I'm wondering how I can programmatically identify the absorbing classes. Using tools from csgraph, I can find the strongly connected components using

components,labels = csgraph.connected_components(P,connection="strong")
print( components, labels )

3 [0 0 2 1]

So, I have 3 components, each with their own labels. The absorbing classes correspond certainly to one of these components, but there are also transient components. How do I find out which component is absorbing and which is transient?

Does anyone have a nice idea for this?

Forzaa
  • 1,465
  • 4
  • 15
  • 27
  • Do you mean checking whether the diagonal is `1`? – Imanol Luengo Jun 01 '16 at 12:18
  • @ImanolLuengo I mentioned that already in the question.That only works if the absorbing class consists of a single state. One could probably check whether the subgraphs of strongly connected components have row sums and column sums that add up to 1, but I fear that may be quite inefficient. – Forzaa Jun 01 '16 at 12:28
  • Without a proper definition of what does it take for an state to be *absorbing* and what does it have to satisfy to be *transient* is quite hard to help. – Imanol Luengo Jun 01 '16 at 12:35
  • @ImanolLuengo https://en.wikipedia.org/wiki/Absorbing_Markov_chain . This reference talks about a single state, but in general there can also be sets of states that once entered can never be left. This means that there is no probability flow from the set of absorbing states to the other states, whereas transient states do have positive probability of reaching absorbing states. – Forzaa Jun 01 '16 at 12:43
  • That helps thanks!

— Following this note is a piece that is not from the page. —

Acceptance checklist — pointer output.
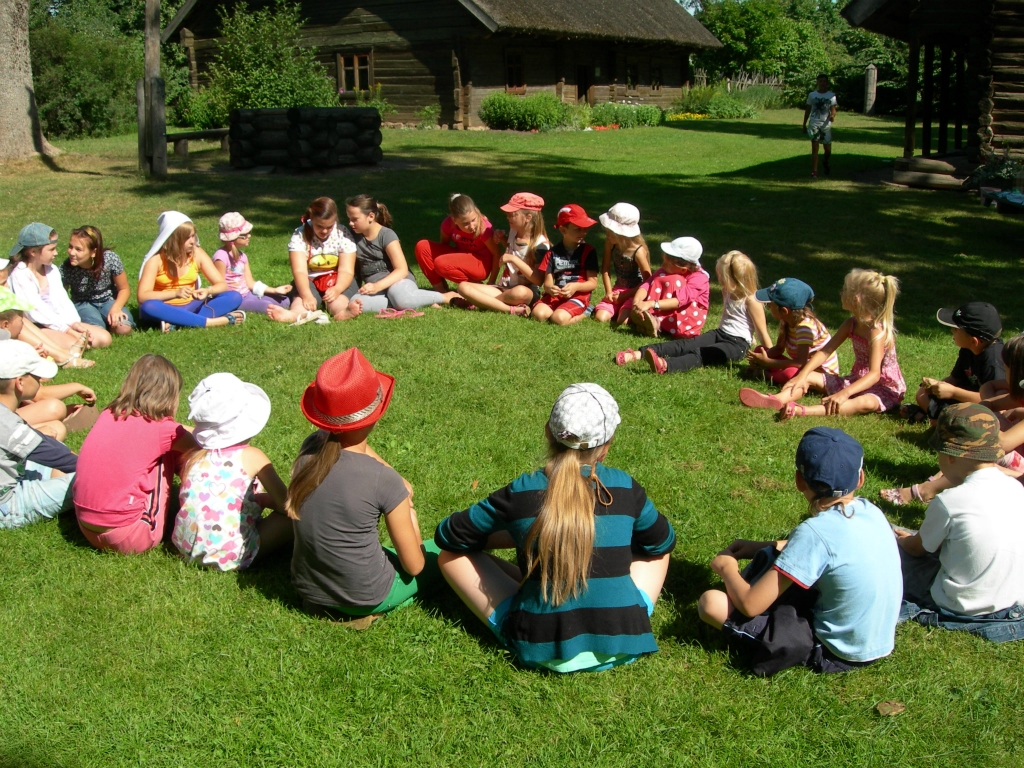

If I'm not wrong, an absorbing state can be detected if it has probability to escape to other states (e.g. it has weights >0 outside the diagonal). – Imanol Luengo Jun 01 '16 at 13:04
  • Your "absorbing classes" are also known as "closed communicating classes". That might help anyone searching for background information on the problem. – Warren Weckesser Jun 01 '16 at 15:53
  • Thanks @WarrenWeckesser, now everything makes sense :) – Imanol Luengo Jun 01 '16 at 16:02

2 Answers2

2

Solving Markov chain problems where you need to rely on floating point math (np.isclose) indicates your graph representation isn't correct for the problem you're trying to solve.

Below I've presented an alternative solution using networkx (but I assume changing to csgraph wouldn't be hard) that relies solely on connectivity and working out which edges link strong components.

import networkx as nx

def absorbing_classes(g):
    internal = set()

    # Tarjan is approximately linear O(|V| + |E|)
    cpts = list(nx.strongly_connected_component_subgraphs(g))
    for sg in cpts:
        for e in sg.edges():
            internal.add(e)

    # find all the edges that aren't part of the strongly connected components
    # ~ O(E)
    transient_edges = set(g.edges()) - internal

    # find the start of the directed edge leading out from a component
    # ~ O(E)
    transient_srcs = set([ e[0] for e in transient_edges ])

    # yield everything that don't have a vertex in transient_srcs
    for sg in cpts:
        if transient_srcs - set(sg.nodes()):
            yield sg

For example, on the graph you presented:

import numpy as np
P = np.array([[0.6,0.4,0.,0.],[0.3,0.7,0.,0.],[0.2,0.4,0.2,0.2],[0.,0.,0.,1.]])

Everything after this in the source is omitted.